Spero di esssere capace di incrinare anche io lo schermo di quel cellulare;-)
Un abbraccio
Francesca
Innanzi tutto, cara Francesca, grazie del commento di risonanza profonda.
Grazie di aver fatto come me…. mi hanno detto in passato che è singolare la mia scelta di parlare in pubblico del mio privato lavoro interiore.
Per quanto riguarda la tua condivisione in pubblico di una conversazione privata, preferisco non risponderti qui.
Mi piace invece commentare altro di quello che hai scritto.
Si, io vivo in casa ma non mi sento recluso.
Mi sembra un atto di giustizia.
Certo, il destino si è accanito su di me rendendomi invalido a vent’anni ma anch’io ho messo molto di mio.
Se oggi scelgo di vivere in casa non è solo per naturale consunzione senile, sarebbe da accettare anche quella. E’ semplicemente perché dall’eta di vent’anni fino a una decina d’anni fa ho misconosciuto i limiti che la mia invalidità mi ha inflitto, ho abusato delle mie forze per…. “far finta di essere sano“!
Non mi sono fatto mancare niente, ho condotto una vita così attiva da far invidia a molti “normodotati”.
Ma né far finta di essere sani, né abusare delle proprie forze sono una buona scelta e io sto pagando questa. Non altro. Così almeno me la racconto.
Un’altro aspetto vorrei riprendere di quanto dicevi. Quello che tu indichi “guardarsi dentro” e a cui attribuisci un valore lusinghiero per me.
Mah, io ho puntato all’espressione “guardare dentro” e sicuramente non immagini da dove venga per me questa espressione linguistica.
Nessuno se lo aspetterebbe, ma l’ho ripresa da una canzone popolare che ormai è penetrata nella cultura collettiva di questi anni.
Viene da…
QUELLI CHE CANTANO DENTRO NEI DISCHI PERCHE’ HAN DEI FIGLI DA MANTENERE, OH, YEHA!
Firmato Jannacci Vincenzo. Medico della mutua con la lista vuota perché nessuno lo prendeva sul serio come medico!
Il mio guardare dentro non è tanto introspettivo nel senso del “conosci-te-stesso“.
Il mio è un guardare dentro nel telefonino, nel senso di guardare il mondo attraverso uno specchio.
Mi viene in mente anche la frase si Stephan Daedalus a Buck Mulligan nell’Ulisse di Joyce:
“Quello è il simbolo dell’arte irlandese, lo specchio sbrecciato di una serva”
D’altro canto, non credendo nella affidabilità dell’introspezione (paradossale per un analista, ma l’analista è anche un fan del Dr House) cerco il sostituto della possibilità introspettiva auspicata dal “conosci te stesso” nel “guardare-dentro-nel-telefonino” come nel rispecchiarsi nello specchio sbrecciato della serva.
Arriverà presto Bion a completare il teorema con la sua sorprendente inversione servo/padrone che subentra a raffreddare i bollori ottocenteschi della lotta di classe!
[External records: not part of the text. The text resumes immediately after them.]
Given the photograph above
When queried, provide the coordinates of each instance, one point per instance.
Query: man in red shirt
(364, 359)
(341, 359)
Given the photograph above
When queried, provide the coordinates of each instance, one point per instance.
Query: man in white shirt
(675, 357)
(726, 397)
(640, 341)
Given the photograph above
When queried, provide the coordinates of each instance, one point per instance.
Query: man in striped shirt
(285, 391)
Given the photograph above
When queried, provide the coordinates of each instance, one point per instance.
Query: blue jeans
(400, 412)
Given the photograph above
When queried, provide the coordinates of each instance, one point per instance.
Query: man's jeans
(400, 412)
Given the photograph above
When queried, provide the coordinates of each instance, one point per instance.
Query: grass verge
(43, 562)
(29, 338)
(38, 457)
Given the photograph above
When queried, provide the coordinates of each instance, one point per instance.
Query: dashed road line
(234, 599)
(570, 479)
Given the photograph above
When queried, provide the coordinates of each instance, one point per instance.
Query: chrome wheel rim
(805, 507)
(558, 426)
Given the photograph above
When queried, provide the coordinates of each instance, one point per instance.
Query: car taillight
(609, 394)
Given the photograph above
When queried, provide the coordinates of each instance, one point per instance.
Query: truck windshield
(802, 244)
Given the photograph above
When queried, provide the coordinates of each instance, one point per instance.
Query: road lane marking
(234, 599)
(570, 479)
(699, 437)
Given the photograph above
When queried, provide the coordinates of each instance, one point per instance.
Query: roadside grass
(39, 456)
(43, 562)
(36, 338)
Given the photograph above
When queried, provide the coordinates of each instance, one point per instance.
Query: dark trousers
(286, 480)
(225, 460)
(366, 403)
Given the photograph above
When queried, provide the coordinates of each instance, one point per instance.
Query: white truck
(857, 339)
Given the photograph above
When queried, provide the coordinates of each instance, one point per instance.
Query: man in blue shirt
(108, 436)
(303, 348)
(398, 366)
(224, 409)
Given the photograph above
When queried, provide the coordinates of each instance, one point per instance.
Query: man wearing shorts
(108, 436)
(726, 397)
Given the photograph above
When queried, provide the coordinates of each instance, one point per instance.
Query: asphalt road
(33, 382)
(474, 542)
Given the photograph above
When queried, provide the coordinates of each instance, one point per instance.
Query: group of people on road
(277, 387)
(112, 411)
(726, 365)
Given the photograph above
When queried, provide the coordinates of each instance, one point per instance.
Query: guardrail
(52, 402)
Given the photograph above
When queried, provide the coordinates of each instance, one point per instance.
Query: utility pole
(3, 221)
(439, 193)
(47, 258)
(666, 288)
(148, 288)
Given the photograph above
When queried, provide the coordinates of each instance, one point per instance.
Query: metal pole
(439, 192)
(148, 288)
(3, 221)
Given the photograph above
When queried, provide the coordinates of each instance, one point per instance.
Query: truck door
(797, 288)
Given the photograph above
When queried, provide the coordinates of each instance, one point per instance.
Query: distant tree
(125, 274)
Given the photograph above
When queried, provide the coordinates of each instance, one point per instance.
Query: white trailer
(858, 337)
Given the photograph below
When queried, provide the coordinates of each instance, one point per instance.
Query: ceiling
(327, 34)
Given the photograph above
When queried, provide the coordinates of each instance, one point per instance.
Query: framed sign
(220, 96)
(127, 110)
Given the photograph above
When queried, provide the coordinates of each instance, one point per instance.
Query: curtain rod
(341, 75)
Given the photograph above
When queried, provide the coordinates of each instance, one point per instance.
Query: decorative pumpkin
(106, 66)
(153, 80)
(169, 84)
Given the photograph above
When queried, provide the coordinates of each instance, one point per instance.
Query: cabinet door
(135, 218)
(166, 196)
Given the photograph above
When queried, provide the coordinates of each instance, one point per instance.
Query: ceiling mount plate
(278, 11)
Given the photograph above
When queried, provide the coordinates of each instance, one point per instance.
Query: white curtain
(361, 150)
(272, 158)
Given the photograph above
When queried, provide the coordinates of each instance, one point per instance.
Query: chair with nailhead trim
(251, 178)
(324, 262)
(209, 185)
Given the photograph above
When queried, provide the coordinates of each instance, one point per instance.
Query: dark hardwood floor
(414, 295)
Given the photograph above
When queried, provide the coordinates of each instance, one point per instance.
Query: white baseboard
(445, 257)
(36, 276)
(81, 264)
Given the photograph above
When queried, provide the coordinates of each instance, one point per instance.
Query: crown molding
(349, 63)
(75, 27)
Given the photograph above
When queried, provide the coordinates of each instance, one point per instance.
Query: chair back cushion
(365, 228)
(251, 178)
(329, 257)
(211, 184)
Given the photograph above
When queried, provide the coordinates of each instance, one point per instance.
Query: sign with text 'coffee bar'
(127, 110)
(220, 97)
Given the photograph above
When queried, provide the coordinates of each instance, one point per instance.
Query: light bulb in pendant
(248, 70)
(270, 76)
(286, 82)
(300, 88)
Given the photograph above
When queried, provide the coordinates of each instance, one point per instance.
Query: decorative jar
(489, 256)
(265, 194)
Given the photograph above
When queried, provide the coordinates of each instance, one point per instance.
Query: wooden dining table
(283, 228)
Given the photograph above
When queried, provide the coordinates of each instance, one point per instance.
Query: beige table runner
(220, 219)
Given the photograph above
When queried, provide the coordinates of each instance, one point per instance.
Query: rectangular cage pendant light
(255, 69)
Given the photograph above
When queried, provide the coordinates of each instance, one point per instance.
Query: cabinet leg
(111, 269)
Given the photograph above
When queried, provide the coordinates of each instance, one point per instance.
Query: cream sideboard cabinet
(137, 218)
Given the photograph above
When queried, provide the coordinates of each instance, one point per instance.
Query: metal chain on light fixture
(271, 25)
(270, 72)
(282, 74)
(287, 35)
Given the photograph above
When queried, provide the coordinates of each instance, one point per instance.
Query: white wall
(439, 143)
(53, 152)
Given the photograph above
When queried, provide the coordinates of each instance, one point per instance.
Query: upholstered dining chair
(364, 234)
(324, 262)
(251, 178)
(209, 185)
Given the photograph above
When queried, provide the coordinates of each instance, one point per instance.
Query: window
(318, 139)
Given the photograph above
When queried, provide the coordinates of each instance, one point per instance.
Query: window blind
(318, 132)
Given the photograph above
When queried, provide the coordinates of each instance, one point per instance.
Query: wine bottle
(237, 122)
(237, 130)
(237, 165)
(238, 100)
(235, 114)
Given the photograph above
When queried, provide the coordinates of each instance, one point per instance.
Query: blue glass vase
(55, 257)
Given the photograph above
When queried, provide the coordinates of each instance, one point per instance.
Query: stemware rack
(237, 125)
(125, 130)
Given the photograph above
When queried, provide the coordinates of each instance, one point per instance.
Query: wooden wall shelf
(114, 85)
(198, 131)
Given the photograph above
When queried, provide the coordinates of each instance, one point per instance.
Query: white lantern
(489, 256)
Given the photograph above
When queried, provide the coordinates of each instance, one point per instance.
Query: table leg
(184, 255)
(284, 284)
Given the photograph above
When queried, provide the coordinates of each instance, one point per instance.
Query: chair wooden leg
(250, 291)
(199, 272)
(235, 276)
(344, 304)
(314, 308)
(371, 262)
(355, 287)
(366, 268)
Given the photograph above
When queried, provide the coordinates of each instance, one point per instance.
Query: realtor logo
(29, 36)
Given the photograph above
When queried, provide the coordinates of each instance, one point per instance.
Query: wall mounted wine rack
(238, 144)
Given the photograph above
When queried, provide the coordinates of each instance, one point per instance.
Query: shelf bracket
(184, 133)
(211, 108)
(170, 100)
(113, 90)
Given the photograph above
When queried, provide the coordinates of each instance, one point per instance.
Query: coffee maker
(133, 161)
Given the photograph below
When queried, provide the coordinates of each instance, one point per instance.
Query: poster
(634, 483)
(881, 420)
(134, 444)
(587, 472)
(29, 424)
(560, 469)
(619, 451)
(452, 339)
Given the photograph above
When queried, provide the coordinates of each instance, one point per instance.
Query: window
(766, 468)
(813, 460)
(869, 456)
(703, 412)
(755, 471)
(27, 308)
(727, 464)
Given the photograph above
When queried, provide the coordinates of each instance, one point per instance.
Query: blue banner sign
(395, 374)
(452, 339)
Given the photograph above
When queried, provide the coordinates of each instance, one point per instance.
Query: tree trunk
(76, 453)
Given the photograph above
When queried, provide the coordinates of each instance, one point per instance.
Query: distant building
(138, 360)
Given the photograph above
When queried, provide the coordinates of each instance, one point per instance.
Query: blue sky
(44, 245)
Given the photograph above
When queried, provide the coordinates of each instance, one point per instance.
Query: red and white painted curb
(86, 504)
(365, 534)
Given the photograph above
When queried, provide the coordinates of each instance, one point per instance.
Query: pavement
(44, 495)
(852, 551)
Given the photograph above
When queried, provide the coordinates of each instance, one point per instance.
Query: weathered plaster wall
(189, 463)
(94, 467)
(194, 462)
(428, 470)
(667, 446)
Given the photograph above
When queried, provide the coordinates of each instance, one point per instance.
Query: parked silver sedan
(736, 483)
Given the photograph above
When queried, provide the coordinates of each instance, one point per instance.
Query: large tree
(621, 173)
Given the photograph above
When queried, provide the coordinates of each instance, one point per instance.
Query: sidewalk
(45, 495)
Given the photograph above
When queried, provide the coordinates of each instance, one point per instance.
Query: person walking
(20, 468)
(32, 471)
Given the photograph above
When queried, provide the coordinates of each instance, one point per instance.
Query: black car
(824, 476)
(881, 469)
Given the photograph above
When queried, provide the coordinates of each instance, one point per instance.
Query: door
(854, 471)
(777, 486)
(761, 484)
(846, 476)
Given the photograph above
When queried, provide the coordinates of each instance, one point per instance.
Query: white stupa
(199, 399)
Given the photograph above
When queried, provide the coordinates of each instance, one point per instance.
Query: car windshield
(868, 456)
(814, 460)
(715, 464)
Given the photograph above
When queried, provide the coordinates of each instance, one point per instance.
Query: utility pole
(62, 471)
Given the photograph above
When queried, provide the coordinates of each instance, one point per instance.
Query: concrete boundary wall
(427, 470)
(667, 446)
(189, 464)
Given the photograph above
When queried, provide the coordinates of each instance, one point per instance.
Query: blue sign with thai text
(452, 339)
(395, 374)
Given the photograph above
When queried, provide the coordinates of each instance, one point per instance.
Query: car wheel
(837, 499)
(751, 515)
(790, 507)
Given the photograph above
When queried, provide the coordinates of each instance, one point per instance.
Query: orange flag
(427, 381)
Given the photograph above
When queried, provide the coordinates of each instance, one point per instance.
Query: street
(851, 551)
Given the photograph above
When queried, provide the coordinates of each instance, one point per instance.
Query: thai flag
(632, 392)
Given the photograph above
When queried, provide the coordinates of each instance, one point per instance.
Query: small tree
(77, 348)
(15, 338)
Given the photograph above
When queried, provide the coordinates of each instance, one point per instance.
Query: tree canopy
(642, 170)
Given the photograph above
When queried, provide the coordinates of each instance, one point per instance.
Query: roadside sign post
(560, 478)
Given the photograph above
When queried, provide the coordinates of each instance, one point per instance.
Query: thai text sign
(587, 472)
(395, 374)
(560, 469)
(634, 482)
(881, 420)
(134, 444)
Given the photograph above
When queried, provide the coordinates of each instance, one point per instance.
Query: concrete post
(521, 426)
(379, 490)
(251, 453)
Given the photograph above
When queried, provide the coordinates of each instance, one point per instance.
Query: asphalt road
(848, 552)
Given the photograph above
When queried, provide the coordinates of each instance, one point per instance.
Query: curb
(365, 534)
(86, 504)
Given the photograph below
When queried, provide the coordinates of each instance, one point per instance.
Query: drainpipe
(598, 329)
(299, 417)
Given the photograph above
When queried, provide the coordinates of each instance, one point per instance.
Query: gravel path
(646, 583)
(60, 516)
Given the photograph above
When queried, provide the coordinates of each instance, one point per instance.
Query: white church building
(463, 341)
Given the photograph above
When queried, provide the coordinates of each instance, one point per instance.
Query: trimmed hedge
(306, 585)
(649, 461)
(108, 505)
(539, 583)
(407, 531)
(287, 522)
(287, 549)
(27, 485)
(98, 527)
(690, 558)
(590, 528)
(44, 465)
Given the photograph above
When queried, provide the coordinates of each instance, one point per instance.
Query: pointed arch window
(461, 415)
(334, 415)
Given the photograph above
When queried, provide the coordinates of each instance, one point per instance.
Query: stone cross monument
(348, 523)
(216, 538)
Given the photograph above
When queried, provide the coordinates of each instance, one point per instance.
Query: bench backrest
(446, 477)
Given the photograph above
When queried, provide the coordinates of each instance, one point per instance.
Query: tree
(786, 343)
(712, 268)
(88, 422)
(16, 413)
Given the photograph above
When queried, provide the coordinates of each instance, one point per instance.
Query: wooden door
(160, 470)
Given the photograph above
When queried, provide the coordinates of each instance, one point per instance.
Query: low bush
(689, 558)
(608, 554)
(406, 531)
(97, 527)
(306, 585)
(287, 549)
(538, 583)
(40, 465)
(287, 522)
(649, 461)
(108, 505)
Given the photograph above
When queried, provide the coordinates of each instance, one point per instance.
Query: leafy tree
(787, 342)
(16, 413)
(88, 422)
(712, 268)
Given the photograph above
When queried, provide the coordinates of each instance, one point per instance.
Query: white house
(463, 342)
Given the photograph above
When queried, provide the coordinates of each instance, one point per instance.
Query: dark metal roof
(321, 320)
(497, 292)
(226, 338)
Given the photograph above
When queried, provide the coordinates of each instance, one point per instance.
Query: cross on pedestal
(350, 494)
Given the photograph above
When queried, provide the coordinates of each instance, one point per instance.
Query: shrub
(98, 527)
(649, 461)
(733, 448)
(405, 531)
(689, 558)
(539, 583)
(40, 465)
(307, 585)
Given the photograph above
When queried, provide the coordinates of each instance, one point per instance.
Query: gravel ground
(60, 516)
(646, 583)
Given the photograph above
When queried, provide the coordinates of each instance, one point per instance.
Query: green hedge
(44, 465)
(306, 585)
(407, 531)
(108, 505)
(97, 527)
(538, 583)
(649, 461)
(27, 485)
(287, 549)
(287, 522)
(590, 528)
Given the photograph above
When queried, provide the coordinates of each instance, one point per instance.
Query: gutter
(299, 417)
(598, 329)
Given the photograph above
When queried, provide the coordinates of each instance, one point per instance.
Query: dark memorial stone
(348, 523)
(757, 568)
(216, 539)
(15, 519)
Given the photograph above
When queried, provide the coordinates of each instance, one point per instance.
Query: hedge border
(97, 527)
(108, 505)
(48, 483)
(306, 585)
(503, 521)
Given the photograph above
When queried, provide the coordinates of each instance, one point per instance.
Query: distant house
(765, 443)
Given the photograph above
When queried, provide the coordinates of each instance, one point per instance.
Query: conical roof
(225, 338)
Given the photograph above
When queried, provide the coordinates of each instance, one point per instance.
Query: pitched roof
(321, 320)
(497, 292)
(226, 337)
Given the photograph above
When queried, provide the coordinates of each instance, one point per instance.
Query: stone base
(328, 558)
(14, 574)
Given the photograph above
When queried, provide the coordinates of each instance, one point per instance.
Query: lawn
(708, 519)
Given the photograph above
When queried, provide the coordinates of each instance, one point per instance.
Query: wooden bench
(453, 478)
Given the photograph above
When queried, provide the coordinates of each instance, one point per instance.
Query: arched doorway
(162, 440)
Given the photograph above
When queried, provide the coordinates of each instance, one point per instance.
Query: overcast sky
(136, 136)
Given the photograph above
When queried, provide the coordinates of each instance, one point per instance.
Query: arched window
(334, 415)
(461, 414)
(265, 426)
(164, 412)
Il resto è sotto i nostri occhi.
Basta “guardarci dentro”. Intendo guardare nello schermo infranto, nello specchio sbrecciato di una serva.
Scusandomi della divagazione forse estrema, concludo con un’ultimo riferimento ad un autore a me caro che può sintetizzare il discorso…
Hoffmansthal, da qualche parte dove non ricordo, scrive pressapoco: Non sapendo dove nascondere la profondità, Dio…, l’ha nascosta nella superficie! Come la lettera rubata di Poe.
Buona e felice perdizione nel deserto del sol-Leone!
I miei genitori sono nati in agosto nello stesso giorno ad un anno di distanza!
Povero me, tra due leoni, non potevo che nascere Bilancia!